INFO: TLS/SSL implicit and explicit modes difference
No encryption/plain mode
Communication schema:
- Client connects to the server.
- Client talks to the server over this unencrypted channel.
- Username + password is sent unencrypted.
Sample code:
Ftp ftp = new Ftp();
ftp.Connect("example.com", SslMode.None);
TLS/SSL - Explicit mode
Communication schema:
- Client connects to the server.
- Client explicitly requests TLS/SSL encryption to be switched on.
- Client talks to the server using encrypted channel.
- Username + password is sent encrypted.
Sample code:
Ftp ftp = new Ftp();
ftp.Connect("example.com", SslMode.Explicit);
or
Ftp ftp = new Ftp();
ftp.Connect("example.com", SslMode.None);
ftp.Secure(); // request encryption
TLS/SSL - Implicit mode
Communication schema:
- Client connects to the server and TLS/SSL encryption is switched on implicitly as soon as the channel is established.
- Client talks to the server using encrypted channel.
- Username + password is sent encrypted.
Sample code:
Ftp ftp = new Ftp();
ftp.Connect("example.com", SslMode.Implicit);
More info
- TLS/SSL Explicit mode usually uses the same port as Plain (unsecure) mode.
- TLS/SSL Implicit mode requires dedicated port.
- TLS/SSL Implicit mode cannot be run on the same port as TLS/SSL Explicit mode.
- TLS/SSL Implicit mode cannot be run on the same port as plain (unsecure) communication.
- The TLS/SSL protocol is the same in both Explicit and Implicit mode. Both are equally secure.
Common ports
Question: I got a hostname and port. Which security mode should I use?

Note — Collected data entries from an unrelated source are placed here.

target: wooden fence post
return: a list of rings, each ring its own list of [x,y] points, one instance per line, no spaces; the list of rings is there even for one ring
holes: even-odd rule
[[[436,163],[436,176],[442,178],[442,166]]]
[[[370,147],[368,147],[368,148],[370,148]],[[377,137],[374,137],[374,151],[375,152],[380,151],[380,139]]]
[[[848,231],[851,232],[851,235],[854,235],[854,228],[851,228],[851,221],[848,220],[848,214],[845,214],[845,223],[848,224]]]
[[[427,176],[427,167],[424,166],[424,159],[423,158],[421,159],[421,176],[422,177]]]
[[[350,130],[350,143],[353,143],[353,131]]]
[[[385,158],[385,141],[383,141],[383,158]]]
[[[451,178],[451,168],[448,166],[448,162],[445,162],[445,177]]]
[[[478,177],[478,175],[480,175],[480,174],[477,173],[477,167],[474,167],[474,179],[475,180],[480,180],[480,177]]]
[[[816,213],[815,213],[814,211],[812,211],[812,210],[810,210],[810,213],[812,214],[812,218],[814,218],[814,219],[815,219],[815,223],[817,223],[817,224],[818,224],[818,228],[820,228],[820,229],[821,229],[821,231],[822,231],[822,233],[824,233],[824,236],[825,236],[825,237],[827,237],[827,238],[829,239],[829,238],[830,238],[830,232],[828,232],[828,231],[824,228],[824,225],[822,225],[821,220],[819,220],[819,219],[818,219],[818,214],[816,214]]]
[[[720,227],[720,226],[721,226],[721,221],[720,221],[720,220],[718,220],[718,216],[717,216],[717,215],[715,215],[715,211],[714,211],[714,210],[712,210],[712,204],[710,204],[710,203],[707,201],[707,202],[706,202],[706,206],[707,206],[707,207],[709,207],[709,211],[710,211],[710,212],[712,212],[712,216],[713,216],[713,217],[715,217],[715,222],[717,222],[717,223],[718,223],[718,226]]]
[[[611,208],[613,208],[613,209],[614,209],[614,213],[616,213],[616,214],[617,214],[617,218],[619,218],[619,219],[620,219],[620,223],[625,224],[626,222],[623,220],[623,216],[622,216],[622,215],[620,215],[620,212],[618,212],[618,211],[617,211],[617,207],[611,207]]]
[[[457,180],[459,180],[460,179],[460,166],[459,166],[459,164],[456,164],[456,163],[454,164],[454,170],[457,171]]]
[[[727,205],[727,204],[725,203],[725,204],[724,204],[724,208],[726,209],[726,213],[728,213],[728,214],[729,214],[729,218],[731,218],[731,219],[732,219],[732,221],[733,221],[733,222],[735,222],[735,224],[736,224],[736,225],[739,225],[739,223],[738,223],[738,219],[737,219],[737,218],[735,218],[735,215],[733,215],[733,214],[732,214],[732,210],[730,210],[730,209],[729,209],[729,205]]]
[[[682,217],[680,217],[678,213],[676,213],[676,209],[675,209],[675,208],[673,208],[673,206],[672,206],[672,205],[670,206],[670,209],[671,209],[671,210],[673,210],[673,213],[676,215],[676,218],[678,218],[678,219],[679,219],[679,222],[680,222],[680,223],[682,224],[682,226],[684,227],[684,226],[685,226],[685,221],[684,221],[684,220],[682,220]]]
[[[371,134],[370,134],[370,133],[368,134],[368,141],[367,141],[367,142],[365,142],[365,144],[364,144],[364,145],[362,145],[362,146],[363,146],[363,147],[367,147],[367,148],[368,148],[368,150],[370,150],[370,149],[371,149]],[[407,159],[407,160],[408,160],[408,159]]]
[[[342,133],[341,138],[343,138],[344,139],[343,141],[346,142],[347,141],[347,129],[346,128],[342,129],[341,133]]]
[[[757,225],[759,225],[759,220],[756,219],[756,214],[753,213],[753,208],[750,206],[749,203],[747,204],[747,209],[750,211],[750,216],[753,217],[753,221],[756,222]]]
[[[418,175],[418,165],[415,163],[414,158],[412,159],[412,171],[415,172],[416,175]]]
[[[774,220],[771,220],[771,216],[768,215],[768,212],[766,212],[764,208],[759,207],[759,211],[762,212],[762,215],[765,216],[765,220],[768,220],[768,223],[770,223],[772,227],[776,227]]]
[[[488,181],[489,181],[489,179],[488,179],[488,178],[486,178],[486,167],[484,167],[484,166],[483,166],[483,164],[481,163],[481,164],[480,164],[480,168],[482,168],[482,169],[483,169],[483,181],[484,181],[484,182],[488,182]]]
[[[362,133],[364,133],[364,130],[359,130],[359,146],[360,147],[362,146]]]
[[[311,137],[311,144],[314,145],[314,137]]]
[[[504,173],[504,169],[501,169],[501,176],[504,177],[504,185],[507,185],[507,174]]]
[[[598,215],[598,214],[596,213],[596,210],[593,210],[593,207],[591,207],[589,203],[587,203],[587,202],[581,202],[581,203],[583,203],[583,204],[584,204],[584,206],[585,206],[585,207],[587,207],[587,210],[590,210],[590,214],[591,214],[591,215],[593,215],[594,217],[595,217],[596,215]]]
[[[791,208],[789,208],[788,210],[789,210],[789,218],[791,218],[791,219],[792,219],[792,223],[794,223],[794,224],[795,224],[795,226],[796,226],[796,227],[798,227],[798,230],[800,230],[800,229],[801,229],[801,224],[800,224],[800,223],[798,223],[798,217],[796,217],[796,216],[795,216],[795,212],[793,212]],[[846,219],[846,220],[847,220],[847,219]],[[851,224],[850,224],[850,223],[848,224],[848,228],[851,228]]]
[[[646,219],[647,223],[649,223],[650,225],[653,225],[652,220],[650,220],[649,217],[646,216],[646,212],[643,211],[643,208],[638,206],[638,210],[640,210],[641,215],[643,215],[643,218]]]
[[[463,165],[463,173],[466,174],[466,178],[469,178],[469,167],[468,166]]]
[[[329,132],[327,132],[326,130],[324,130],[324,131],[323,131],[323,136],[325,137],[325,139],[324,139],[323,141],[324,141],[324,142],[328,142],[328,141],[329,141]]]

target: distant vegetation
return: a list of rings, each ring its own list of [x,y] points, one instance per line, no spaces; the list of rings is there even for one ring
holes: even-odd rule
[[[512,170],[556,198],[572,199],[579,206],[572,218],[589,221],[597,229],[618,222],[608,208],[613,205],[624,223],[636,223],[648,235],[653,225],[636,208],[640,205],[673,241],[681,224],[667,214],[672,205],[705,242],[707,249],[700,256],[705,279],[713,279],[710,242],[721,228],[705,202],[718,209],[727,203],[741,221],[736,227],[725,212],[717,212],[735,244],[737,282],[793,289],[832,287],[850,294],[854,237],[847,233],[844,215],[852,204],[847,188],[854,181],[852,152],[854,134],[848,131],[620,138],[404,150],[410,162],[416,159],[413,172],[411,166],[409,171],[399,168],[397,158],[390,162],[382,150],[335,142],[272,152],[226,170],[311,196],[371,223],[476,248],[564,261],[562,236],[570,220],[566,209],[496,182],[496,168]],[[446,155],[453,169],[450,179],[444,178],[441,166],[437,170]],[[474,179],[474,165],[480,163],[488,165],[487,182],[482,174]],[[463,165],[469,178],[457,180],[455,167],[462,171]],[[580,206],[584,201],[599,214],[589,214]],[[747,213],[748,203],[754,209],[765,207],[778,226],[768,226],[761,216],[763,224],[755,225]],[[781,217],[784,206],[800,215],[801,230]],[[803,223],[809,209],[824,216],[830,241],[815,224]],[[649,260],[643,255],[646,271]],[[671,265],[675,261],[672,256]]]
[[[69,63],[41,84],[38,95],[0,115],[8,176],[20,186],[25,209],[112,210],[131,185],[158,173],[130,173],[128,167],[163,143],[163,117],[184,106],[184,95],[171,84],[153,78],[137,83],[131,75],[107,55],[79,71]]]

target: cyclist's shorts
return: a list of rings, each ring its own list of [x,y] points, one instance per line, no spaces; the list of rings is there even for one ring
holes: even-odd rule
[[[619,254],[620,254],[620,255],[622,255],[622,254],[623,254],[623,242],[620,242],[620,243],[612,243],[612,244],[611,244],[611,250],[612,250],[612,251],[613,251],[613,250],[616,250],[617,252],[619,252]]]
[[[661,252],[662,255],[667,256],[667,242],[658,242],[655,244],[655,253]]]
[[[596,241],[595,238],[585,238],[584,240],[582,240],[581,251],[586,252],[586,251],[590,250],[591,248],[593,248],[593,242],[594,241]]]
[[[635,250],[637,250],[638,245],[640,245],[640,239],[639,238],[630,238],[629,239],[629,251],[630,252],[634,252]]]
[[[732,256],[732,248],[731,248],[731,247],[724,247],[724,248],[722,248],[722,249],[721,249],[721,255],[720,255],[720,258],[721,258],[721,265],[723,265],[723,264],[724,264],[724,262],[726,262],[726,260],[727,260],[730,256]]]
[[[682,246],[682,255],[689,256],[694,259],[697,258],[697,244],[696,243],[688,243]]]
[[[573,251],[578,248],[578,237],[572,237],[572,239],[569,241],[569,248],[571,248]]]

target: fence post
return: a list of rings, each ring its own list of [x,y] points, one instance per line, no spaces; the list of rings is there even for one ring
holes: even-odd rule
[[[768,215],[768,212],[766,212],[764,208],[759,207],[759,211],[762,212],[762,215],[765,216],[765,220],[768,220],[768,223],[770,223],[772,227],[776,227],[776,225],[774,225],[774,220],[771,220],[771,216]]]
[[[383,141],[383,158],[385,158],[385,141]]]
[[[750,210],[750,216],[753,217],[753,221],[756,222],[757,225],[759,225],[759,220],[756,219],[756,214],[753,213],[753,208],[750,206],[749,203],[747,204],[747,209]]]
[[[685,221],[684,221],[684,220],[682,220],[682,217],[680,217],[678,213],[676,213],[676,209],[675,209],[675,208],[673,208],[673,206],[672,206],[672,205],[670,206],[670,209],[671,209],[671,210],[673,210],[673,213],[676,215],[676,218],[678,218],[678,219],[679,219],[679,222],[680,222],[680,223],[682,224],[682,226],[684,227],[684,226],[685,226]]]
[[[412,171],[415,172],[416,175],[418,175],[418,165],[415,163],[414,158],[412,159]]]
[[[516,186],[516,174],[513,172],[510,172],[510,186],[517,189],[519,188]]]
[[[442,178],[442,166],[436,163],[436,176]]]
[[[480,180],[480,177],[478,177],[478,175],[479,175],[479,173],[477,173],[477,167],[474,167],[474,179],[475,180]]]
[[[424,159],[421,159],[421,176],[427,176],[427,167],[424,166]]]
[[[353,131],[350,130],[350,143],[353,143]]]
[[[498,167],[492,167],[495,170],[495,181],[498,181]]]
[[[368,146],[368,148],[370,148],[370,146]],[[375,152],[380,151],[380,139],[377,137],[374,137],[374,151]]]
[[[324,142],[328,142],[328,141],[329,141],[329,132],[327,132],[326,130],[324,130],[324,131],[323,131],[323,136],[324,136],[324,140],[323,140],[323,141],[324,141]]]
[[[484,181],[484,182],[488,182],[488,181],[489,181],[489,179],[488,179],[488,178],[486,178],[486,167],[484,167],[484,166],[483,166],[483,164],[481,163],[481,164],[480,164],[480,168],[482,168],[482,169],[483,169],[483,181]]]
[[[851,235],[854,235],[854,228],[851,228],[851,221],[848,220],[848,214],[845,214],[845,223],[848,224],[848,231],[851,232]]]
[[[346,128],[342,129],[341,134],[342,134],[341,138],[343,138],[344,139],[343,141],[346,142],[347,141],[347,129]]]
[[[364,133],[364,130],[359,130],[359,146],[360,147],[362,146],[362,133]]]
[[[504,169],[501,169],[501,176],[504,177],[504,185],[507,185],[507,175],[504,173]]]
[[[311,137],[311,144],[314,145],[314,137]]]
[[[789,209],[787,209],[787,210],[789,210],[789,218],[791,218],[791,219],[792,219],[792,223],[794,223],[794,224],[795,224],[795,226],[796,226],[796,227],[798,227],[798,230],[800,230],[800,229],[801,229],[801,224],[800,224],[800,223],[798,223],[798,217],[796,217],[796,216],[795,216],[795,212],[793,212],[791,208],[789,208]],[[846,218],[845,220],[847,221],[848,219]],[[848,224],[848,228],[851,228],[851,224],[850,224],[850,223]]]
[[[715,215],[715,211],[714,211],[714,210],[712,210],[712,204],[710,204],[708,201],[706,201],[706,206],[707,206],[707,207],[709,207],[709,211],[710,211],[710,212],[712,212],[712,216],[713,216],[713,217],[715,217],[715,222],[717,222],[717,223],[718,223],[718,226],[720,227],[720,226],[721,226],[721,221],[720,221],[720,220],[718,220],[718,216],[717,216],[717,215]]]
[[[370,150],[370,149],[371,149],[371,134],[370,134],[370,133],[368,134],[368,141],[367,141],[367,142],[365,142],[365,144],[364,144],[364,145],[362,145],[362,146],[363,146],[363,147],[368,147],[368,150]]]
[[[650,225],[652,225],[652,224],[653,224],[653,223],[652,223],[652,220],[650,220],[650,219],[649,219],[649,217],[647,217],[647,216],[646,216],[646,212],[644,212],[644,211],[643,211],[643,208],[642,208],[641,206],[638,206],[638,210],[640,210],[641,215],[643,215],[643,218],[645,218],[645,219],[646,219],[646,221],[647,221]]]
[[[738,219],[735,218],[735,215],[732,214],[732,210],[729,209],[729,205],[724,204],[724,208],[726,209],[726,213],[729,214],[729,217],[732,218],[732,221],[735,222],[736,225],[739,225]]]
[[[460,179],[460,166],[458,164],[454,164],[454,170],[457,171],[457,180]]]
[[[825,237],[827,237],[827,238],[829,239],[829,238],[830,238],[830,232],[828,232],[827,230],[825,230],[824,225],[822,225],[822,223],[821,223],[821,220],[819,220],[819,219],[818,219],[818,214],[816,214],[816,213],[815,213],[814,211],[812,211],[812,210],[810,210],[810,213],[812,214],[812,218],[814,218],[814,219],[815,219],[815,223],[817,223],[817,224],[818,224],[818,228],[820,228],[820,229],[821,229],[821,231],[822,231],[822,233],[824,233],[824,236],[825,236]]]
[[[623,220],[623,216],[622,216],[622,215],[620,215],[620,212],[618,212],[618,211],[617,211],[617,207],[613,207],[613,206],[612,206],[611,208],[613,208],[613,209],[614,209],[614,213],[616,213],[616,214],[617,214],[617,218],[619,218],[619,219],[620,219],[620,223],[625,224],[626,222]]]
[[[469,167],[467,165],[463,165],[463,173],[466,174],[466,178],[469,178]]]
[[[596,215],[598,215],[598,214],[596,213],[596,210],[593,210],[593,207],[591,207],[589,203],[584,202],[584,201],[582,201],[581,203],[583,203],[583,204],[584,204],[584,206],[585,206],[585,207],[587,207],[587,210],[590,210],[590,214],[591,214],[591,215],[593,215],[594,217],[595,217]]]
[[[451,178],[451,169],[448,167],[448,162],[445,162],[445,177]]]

Answer: The following table lists common ports and their security modes:
| Protocol |
No encryption Plain port |
TLS/SSL Explicit port |
TLS/SSL Implicit port |
|---|---|---|---|
| FTP | 21 | 21 | 990 |
| SMTP | 25 or 587 | 25 or 587 | 465 |
| IMAP | 143 | 143 | 993 |
| POP3 | 110 | 110 | 995 |
| Telnet | 23 | 23 | 992 |
| HTTP | 80 | - | 443 |
SFTP and SSH shell are not listed - they run over SSH protocol, which is always secure and runs on port 22.